Lands Authority clients’ data was meant to be moved to secure Malta Information Technology Agency servers but the migration had not happened when a basic security flaw was flagged last month, Times of Malta has learnt.

The Times of Malta and Shift News reported last month that personal data was searchable online because of a basic security flaw in the government entity’s website design. IT experts did not exclude the possibility that the flaw had likely already been there when the Lands Department successor was set up last year.

Over 10 gigabytes of data, including ID cards, passports and e-mail correspondence, was made available to anyone carrying out a simple Google search. The data protection watchdog is investigating the breach and the lands regulator website has been offline for a month.

A source familiar with the Lands Authority said the decision to use servers hosted by third parties was made to expedite the setting up of the website last year. The intention was to migrate the data to secure MITA servers, as per normal government practices.

Contacted by Times of Malta, a spokesman for the authority refused to say why the migration never took place, citing ongoing investigations by the data protection watchdog.

Website developers point fingers at Lands Authority

Asked about the planned migration, Nationalist MP Ryan Callus, who sits on the Lands Authority board, said they had been informed about the intention to transfer the data to MITA servers. He said he did not know whether the transfer had eventually been completed before or after the breach, adding he had not been involved in the initial decision to use a third-party service for data storage.

Website developers who designed the website have pointed their fingers at the Lands Authority over the security flaw

Webee Ltd, who also designed the Labour Party’s website, said last month it did not write or design the business application code that was subject to the breach.
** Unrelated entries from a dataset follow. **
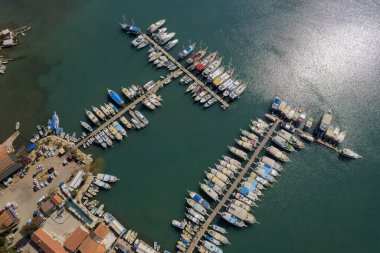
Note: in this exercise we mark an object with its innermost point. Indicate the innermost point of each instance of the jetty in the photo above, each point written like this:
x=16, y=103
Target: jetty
x=224, y=104
x=130, y=106
x=232, y=188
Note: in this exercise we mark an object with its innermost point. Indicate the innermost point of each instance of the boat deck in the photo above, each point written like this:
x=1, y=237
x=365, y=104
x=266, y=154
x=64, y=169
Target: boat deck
x=232, y=188
x=130, y=106
x=224, y=104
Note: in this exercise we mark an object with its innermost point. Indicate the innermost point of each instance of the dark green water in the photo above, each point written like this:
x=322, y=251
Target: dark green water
x=318, y=54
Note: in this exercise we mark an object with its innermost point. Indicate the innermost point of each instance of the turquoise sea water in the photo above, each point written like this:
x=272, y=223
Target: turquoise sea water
x=316, y=54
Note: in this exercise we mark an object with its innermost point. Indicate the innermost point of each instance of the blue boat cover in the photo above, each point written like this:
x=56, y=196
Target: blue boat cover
x=31, y=147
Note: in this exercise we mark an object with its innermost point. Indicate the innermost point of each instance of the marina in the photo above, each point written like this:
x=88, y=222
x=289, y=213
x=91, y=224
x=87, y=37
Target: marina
x=203, y=229
x=127, y=108
x=223, y=103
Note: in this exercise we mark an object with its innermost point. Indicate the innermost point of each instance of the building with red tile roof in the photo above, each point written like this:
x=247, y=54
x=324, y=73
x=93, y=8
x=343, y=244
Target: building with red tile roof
x=46, y=243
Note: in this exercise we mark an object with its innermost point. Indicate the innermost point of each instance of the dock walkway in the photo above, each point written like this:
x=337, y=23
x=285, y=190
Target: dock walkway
x=153, y=90
x=228, y=194
x=187, y=72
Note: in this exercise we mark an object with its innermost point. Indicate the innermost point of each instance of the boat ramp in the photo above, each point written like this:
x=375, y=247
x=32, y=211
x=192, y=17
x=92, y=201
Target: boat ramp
x=223, y=103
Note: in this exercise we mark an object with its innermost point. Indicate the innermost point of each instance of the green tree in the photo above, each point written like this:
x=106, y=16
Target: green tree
x=28, y=229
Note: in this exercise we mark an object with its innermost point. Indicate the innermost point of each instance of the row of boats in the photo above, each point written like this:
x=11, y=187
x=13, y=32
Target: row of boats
x=239, y=209
x=100, y=181
x=115, y=130
x=325, y=130
x=209, y=69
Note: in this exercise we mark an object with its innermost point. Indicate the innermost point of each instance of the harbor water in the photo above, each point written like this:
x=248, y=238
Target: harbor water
x=315, y=54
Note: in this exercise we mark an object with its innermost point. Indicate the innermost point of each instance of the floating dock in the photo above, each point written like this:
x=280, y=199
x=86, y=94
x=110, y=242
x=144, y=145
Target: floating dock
x=153, y=90
x=224, y=104
x=232, y=188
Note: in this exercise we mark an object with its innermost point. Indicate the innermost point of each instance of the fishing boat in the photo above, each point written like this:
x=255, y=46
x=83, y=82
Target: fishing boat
x=349, y=153
x=107, y=178
x=113, y=107
x=199, y=199
x=179, y=224
x=341, y=137
x=324, y=124
x=142, y=117
x=197, y=56
x=129, y=28
x=186, y=51
x=99, y=113
x=231, y=88
x=115, y=97
x=231, y=167
x=249, y=135
x=212, y=67
x=212, y=247
x=215, y=74
x=192, y=218
x=238, y=91
x=105, y=110
x=194, y=213
x=229, y=173
x=275, y=152
x=171, y=44
x=268, y=169
x=126, y=122
x=241, y=204
x=307, y=136
x=212, y=240
x=101, y=184
x=238, y=153
x=110, y=109
x=275, y=103
x=282, y=143
x=233, y=220
x=241, y=214
x=218, y=229
x=246, y=145
x=86, y=126
x=114, y=131
x=257, y=130
x=210, y=102
x=153, y=27
x=232, y=161
x=288, y=128
x=136, y=42
x=220, y=175
x=196, y=206
x=92, y=117
x=215, y=180
x=210, y=192
x=165, y=38
x=226, y=84
x=213, y=186
x=119, y=128
x=222, y=78
x=271, y=163
x=291, y=139
x=202, y=65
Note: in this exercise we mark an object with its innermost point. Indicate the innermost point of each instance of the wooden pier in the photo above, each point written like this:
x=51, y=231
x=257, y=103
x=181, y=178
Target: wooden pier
x=224, y=104
x=232, y=188
x=130, y=106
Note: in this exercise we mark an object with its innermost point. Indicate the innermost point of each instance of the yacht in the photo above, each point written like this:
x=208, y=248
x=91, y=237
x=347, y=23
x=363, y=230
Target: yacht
x=349, y=153
x=171, y=44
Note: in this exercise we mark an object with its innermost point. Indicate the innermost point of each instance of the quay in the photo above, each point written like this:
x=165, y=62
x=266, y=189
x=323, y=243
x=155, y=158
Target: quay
x=153, y=90
x=224, y=105
x=216, y=210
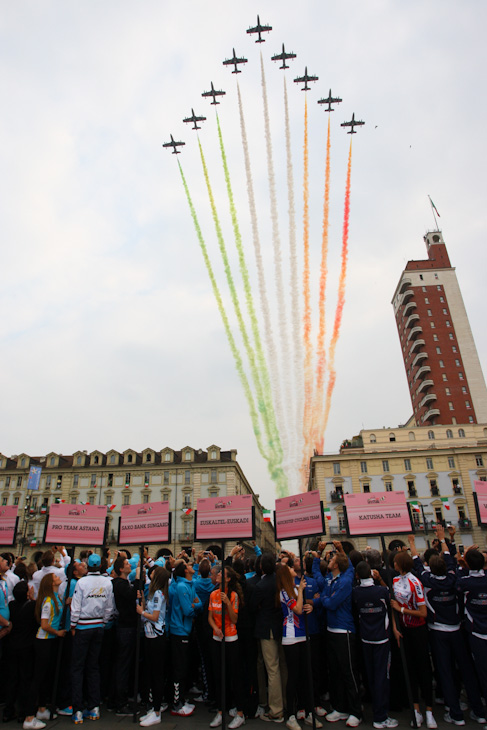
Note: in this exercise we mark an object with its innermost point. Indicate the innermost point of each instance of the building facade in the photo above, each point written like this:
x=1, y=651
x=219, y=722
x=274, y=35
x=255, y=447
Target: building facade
x=426, y=463
x=128, y=477
x=444, y=375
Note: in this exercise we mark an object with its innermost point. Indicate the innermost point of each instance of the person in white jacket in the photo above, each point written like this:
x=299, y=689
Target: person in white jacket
x=92, y=607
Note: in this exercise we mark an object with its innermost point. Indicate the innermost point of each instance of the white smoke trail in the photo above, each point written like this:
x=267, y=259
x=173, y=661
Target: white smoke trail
x=284, y=386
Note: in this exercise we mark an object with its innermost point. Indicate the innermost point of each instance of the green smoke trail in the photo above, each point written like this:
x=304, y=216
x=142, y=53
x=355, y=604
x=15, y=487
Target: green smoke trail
x=236, y=355
x=268, y=412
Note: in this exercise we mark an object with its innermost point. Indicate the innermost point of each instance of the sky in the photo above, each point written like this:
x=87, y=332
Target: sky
x=110, y=334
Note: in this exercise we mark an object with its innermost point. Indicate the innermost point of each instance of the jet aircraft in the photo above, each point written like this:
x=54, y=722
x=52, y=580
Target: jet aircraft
x=214, y=93
x=352, y=123
x=330, y=100
x=193, y=118
x=260, y=29
x=304, y=80
x=174, y=145
x=234, y=61
x=283, y=57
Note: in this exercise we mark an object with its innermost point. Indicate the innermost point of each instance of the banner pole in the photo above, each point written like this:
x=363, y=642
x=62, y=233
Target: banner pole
x=309, y=668
x=401, y=645
x=63, y=621
x=138, y=587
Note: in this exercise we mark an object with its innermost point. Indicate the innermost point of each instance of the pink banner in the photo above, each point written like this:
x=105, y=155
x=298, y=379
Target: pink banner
x=481, y=492
x=377, y=513
x=299, y=516
x=8, y=521
x=142, y=524
x=224, y=518
x=76, y=524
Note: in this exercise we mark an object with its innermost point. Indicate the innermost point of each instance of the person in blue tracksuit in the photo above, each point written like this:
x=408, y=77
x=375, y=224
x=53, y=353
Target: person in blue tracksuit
x=372, y=604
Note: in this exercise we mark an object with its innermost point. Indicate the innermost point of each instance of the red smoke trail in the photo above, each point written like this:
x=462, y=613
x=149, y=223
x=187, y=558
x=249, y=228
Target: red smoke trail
x=308, y=375
x=341, y=296
x=317, y=433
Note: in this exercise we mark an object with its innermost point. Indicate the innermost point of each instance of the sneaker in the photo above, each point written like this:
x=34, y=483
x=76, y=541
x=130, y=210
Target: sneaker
x=183, y=710
x=448, y=718
x=237, y=721
x=292, y=723
x=335, y=716
x=152, y=719
x=419, y=718
x=480, y=720
x=93, y=714
x=353, y=721
x=309, y=720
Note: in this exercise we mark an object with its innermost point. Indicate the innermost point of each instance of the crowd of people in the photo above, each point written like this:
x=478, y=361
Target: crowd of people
x=309, y=639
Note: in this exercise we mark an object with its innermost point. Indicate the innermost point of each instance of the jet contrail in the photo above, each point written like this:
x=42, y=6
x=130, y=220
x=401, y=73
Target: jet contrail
x=281, y=306
x=341, y=295
x=235, y=352
x=297, y=399
x=318, y=433
x=262, y=386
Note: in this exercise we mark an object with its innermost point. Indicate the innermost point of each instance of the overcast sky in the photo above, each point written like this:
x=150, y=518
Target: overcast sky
x=110, y=336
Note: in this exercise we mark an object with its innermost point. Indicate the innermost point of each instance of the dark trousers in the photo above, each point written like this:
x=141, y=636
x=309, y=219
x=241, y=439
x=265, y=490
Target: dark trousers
x=344, y=692
x=233, y=674
x=180, y=665
x=418, y=662
x=298, y=685
x=156, y=656
x=85, y=668
x=125, y=660
x=377, y=660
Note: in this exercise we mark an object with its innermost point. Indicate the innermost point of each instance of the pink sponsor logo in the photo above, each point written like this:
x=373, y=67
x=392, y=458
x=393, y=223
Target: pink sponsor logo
x=299, y=515
x=142, y=524
x=377, y=513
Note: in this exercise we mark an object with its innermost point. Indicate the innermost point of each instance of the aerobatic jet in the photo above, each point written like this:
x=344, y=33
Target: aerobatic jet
x=193, y=118
x=352, y=123
x=174, y=145
x=330, y=100
x=214, y=93
x=283, y=57
x=304, y=80
x=260, y=29
x=234, y=61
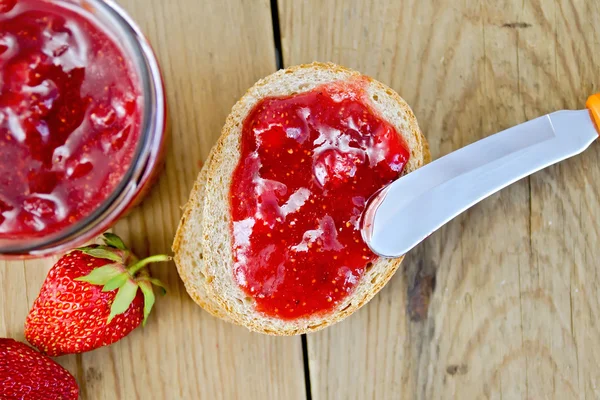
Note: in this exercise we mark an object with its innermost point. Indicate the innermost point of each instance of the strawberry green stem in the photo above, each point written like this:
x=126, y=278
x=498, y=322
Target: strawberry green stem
x=142, y=263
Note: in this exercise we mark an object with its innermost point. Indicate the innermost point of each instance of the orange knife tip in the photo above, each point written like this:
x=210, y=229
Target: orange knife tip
x=593, y=104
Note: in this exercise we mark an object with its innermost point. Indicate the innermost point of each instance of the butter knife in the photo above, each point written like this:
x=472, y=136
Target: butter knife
x=407, y=211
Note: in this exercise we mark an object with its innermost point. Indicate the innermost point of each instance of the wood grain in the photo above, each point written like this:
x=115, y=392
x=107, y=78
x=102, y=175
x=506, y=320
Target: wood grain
x=502, y=302
x=211, y=52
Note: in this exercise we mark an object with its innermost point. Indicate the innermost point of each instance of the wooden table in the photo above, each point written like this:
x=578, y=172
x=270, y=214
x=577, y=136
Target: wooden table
x=501, y=303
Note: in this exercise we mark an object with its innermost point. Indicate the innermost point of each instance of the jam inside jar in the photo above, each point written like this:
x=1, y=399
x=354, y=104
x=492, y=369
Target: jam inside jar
x=82, y=121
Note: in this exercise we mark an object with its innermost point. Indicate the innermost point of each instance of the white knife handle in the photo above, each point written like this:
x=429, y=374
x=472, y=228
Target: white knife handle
x=407, y=211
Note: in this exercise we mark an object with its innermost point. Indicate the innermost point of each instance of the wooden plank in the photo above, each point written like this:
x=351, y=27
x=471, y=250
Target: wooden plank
x=211, y=52
x=500, y=303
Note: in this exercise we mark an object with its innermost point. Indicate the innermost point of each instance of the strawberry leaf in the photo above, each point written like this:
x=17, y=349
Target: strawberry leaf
x=101, y=252
x=116, y=282
x=113, y=240
x=149, y=299
x=123, y=299
x=102, y=275
x=142, y=263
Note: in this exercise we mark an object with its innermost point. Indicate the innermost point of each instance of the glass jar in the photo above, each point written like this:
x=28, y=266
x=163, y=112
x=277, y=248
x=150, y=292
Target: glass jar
x=148, y=156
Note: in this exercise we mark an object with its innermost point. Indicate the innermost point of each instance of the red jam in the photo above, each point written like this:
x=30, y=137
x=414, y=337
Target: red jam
x=70, y=116
x=308, y=164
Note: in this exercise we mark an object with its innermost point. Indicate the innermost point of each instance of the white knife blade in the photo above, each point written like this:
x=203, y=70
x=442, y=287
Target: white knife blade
x=407, y=211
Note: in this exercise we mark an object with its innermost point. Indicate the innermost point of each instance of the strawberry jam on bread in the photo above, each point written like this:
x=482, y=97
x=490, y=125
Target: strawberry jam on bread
x=270, y=236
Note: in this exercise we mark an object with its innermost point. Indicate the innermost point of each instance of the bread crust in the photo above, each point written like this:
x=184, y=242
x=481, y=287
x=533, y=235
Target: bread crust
x=202, y=243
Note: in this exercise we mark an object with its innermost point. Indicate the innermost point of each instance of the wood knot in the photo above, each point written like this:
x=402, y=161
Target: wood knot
x=457, y=369
x=517, y=25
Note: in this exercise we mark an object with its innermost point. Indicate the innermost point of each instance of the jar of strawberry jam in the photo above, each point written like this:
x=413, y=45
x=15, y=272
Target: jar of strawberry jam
x=82, y=122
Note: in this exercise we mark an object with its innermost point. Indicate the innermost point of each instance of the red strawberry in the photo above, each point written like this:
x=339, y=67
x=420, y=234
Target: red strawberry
x=26, y=374
x=90, y=299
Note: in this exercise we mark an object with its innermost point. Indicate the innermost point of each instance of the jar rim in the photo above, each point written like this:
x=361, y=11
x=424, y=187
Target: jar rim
x=151, y=132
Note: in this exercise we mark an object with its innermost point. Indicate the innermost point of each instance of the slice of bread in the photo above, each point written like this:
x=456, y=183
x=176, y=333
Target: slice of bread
x=202, y=246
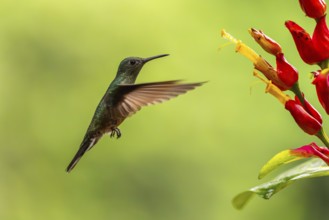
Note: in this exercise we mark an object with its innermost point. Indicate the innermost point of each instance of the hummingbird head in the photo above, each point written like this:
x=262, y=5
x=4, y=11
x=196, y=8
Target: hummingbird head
x=130, y=67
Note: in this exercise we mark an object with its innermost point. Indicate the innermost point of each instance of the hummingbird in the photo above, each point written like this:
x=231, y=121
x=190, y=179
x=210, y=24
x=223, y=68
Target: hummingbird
x=123, y=98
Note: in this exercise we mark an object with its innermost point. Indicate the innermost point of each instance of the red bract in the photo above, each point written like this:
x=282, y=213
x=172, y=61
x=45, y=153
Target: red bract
x=305, y=120
x=305, y=44
x=310, y=109
x=320, y=38
x=286, y=72
x=313, y=8
x=321, y=83
x=312, y=150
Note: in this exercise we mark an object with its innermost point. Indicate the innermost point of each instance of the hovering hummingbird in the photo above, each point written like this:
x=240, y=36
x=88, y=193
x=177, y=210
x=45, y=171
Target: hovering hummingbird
x=124, y=98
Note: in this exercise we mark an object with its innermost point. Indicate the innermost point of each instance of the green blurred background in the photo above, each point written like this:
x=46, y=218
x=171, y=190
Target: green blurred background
x=184, y=159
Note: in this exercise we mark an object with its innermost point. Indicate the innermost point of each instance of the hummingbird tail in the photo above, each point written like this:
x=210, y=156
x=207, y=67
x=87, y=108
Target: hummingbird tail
x=87, y=143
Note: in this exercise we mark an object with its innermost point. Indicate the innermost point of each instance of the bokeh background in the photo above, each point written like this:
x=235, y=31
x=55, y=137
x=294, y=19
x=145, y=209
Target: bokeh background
x=184, y=159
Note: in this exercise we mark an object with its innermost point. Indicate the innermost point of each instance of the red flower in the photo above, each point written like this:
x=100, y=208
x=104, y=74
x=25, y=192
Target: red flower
x=286, y=72
x=320, y=38
x=321, y=83
x=307, y=118
x=313, y=8
x=311, y=50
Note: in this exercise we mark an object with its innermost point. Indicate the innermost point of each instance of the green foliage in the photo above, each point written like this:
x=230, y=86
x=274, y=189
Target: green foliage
x=310, y=169
x=183, y=159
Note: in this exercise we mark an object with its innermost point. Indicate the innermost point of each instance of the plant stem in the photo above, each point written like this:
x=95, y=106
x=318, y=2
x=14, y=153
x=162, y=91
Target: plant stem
x=323, y=137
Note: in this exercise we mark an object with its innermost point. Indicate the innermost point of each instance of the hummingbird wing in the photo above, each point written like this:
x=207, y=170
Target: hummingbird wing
x=130, y=98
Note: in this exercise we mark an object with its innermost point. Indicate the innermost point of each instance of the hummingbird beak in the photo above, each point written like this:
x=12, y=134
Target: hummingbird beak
x=145, y=60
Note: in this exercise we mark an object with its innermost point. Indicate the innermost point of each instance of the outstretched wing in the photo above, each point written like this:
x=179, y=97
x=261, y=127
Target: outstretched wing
x=132, y=97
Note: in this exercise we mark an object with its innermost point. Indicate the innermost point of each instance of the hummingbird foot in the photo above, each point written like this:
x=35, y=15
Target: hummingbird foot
x=115, y=131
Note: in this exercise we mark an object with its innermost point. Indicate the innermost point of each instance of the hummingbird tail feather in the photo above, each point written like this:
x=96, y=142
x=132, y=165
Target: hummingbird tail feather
x=86, y=145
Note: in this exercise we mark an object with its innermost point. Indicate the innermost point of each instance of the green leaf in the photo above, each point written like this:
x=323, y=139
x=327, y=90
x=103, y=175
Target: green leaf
x=281, y=158
x=310, y=169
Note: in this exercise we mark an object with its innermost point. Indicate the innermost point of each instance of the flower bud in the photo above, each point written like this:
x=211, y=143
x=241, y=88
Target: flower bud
x=304, y=44
x=304, y=119
x=286, y=72
x=320, y=38
x=313, y=8
x=321, y=82
x=268, y=44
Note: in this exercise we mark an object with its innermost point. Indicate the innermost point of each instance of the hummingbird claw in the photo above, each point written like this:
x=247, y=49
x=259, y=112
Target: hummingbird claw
x=115, y=131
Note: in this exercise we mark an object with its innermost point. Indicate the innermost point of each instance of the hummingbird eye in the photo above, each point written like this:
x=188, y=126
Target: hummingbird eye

The company had told The Sunday Times of Malta it only designed the front-end of the website, which was launched last year. 

“From there on, any further software development on either the website or the business application was not under Webee Ltd’s control and was designed by the Lands Authority’s internal software development team,” the company said.

All the work Webee Ltd delivered to the Lands Authority was secure and did not expose any data, the company insisted.